Los catequistas de la revolución han querido ver en la defensa de la capital un hito, cuando en realidad su caída fue por la pasividad de la mayoría, favorecida por la traición de unos pocos y, a la postre, defendida por un puñado de gente anónima que pagó con su vida el haber tenido una ilusión. El único que no se rinde y prefiere morir combatiendo a los soldados nacional-católicos del general Franco fue Mauro Bajatierra[11], uno de los pocos revolucionarios consecuentes que había por estos lares. La mayoría de los que habían apoyado la república por convencimiento, movidos por la dignidad, se rindieron ante la indiferencia de esas masas apáticas que únicamente se convierten en fuerza en los delirios de la propaganda. La mayoría de ellos no habían empuñado un arma, no habían alterado sus principios éticos y si habían participado en algo fue para salvar a algún conocido durante los primeros días de la guerra. Los que habían cometido crímenes de guerra se encargaron de hacer mutis por el foro en cuanto se torcieron las cosas, dejando al libre albedrío de otros criminales de guerra las decisiones sobre la vida de aquellos que habían creído que España podía convertirse en un Estado. Y como siempre que se deja libertad a las fieras clericales, desde las guerras carlistas hasta ahora, aquello se convirtió en una matanza. Hoyos y Vinent, como tantos otros, muere en la cárcel de Porlier, abandonado por todos, incluido su hermano. Su agonía en la enfermería de la prisión la conocemos por el testimonio de Diego San José[12] que también estaba allí. El genio del decadentismo desaparece y únicamente se le recuerda por una sexualidad que vivió al extremo, pero que nunca utilizó para sus libros.

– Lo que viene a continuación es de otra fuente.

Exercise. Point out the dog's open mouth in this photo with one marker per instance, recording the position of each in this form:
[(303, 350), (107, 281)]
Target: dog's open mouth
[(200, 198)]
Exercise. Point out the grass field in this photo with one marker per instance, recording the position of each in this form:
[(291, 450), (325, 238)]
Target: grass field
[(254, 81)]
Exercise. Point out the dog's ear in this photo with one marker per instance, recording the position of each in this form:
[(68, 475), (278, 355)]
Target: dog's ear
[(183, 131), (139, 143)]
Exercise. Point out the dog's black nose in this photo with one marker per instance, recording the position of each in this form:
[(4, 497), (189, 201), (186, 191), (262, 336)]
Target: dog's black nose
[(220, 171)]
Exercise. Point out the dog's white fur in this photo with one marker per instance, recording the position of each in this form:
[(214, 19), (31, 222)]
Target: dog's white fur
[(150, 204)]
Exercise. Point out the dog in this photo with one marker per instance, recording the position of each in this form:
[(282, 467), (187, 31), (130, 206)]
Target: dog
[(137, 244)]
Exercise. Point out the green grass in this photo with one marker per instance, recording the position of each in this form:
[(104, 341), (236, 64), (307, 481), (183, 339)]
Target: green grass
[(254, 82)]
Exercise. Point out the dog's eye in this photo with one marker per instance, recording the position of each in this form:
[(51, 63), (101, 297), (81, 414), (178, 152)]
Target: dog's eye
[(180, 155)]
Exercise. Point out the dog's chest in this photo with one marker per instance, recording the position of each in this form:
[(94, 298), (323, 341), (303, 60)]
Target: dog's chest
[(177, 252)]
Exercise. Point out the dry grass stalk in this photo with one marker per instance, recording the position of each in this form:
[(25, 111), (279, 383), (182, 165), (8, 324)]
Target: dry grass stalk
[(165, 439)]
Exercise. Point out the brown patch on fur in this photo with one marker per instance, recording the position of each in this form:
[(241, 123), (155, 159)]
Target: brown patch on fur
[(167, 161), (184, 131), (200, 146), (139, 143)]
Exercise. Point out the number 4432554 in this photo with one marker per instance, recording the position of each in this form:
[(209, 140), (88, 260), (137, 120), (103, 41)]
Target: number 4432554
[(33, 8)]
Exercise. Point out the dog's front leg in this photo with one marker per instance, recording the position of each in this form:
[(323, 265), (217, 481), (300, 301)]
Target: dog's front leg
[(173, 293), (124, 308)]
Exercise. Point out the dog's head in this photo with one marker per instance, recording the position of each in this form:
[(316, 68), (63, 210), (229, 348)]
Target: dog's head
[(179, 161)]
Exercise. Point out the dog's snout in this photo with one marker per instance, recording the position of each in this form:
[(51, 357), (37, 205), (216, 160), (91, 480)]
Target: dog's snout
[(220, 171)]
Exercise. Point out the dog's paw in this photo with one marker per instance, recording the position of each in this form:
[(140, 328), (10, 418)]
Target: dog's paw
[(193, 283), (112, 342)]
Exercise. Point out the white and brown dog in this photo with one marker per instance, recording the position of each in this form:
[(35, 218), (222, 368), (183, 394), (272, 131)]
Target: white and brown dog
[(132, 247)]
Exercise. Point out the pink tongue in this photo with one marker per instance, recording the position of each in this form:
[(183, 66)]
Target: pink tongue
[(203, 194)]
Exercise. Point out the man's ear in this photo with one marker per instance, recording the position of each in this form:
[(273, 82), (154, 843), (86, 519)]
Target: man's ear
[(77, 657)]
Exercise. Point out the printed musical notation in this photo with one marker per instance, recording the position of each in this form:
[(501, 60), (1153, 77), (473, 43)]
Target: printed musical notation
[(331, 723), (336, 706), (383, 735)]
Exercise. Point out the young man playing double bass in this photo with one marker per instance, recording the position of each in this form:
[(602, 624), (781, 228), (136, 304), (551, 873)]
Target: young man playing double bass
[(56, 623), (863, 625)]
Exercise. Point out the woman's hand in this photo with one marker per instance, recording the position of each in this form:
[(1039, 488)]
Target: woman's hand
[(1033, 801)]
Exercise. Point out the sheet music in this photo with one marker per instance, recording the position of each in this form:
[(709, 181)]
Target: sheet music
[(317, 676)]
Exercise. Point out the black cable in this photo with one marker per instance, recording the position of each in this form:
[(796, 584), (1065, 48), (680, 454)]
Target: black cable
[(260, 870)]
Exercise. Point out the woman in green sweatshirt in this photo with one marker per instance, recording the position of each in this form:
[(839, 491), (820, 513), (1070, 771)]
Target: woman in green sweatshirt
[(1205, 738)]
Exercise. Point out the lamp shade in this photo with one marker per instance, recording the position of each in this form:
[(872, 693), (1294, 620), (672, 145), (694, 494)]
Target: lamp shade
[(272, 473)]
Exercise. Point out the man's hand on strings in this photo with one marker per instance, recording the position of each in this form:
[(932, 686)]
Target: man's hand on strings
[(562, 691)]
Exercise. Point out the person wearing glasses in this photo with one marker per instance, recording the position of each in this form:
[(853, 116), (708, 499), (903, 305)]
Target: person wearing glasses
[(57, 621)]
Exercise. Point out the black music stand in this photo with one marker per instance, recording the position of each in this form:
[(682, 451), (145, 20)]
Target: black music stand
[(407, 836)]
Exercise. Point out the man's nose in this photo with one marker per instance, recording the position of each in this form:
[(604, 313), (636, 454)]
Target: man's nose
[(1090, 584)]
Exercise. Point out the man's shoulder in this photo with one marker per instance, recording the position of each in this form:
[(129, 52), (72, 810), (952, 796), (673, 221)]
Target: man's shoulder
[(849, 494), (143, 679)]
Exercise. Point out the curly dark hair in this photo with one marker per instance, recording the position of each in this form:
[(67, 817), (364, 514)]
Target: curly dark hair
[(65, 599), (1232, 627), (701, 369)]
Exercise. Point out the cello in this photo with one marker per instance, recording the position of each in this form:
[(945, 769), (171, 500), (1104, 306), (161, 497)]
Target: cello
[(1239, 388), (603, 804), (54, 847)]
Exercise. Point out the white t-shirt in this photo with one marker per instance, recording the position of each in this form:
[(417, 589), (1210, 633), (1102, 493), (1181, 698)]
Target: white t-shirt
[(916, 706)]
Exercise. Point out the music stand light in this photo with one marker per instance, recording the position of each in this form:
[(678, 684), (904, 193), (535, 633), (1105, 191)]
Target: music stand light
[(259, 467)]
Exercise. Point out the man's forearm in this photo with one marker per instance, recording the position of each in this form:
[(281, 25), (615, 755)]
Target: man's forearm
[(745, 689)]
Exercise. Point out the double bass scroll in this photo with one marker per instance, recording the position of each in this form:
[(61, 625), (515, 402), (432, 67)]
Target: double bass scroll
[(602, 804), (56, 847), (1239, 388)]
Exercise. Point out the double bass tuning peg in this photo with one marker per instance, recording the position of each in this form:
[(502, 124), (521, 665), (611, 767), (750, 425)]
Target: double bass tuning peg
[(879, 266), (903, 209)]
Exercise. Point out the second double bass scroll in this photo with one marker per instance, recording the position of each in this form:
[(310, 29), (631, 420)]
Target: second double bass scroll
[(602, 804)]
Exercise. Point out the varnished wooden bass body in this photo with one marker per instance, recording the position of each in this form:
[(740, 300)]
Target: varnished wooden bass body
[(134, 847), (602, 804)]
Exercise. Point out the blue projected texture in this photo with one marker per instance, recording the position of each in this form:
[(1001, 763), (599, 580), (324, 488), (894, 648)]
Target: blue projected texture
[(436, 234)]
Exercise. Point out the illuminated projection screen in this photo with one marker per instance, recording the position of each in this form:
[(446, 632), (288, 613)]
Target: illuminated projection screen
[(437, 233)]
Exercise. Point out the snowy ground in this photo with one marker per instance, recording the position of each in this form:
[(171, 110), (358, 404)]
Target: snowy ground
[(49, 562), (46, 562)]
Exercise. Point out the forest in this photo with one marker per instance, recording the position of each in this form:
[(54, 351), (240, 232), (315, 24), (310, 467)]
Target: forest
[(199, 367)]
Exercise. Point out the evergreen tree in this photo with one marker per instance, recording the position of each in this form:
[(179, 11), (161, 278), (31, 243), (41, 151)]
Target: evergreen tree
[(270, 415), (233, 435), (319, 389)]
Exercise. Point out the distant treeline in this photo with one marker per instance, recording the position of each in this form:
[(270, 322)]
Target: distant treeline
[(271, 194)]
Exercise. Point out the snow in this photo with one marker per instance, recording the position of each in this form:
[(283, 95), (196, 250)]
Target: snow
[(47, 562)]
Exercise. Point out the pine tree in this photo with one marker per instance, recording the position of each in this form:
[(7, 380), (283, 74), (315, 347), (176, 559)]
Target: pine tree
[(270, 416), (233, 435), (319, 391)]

8 Retrato de  Álvaro Retana por Pepito Zamora

[1] Cementerio principal de Madrid.

[2] Cuestión de ambiente, Antonio de Hoyos y Vinent

[3]Gloria Laguna (1889-1949), marquesa de Laguna y condesa de Requena. Musa literaria de su generación, llevó una vida escandalosa para la época que quedó reflejada en obras de distintos autores.

[4] Popular tiple de opereta de la época.

[5] La vejez de heliogábalo, Antonio de Hoyos y Vinent, Renacimiento, Madrid, 1912, Dedicatoria Pág. 7

[6] Idem., Pág. 30

[7] Perro callejero de color negro que a finales del siglo XIX se convirtió en personaje del costumbrismo madrileño. Se colaba en las tertulias de los cafés que había entre la puerta del Sol y la Calle de Alcalá, pasaba las noches en el Café Fornos y asistía a los estrenos teatrales, siendo respetado y querido por el público.

[8] Término despectivo de las conductas homosexuales

[9] El gran pecado de la marquesa Tardiente, Antonio de Hoyos y Vinent, Segunda parte, Capítulo I

[10]Ángel Pestaña Núñez (1886-1937), anarcosindicalista español que mantuvo una trayectoria de compromiso toda su vida. Durante la guerra participa en los gobiernos de la república porque para él ganar la guerra era lo primero, la revolución ya se haría si había ocasión. Muere por causas naturales durante la contienda.

[11] Mauro Bajatierra Morán (1884-1939), panadero que defendió la filosofía libertaria a lo largo de toda su vida. Autor de una obra militante entre la que se encuentran varias novelas populares, publicadas en la colección “La Novela Ideal”, dirigida por Federico Urales. Murió el 28 de marzo de 1939 en Madrid al negarse a rendirse tras entrar las tropas nacional-católicas en Madrid. Fue abatido en su vivienda de la calle Torrijos del barrio de La Guindalera, tras mantener un tiroteo con los vencedores.

[12] Diego San José de la Torre (1884-1962), escritor y periodista, prolífico autor de la novela popular que se especializó en temas históricos. Nunca militó en ningún partido y tenía buenas relaciones con todos los actores sociales de su época, lo que no le evitó una condena a muerte tras la guerra que fue conmutada aunque con la prohibición explícita de publicar.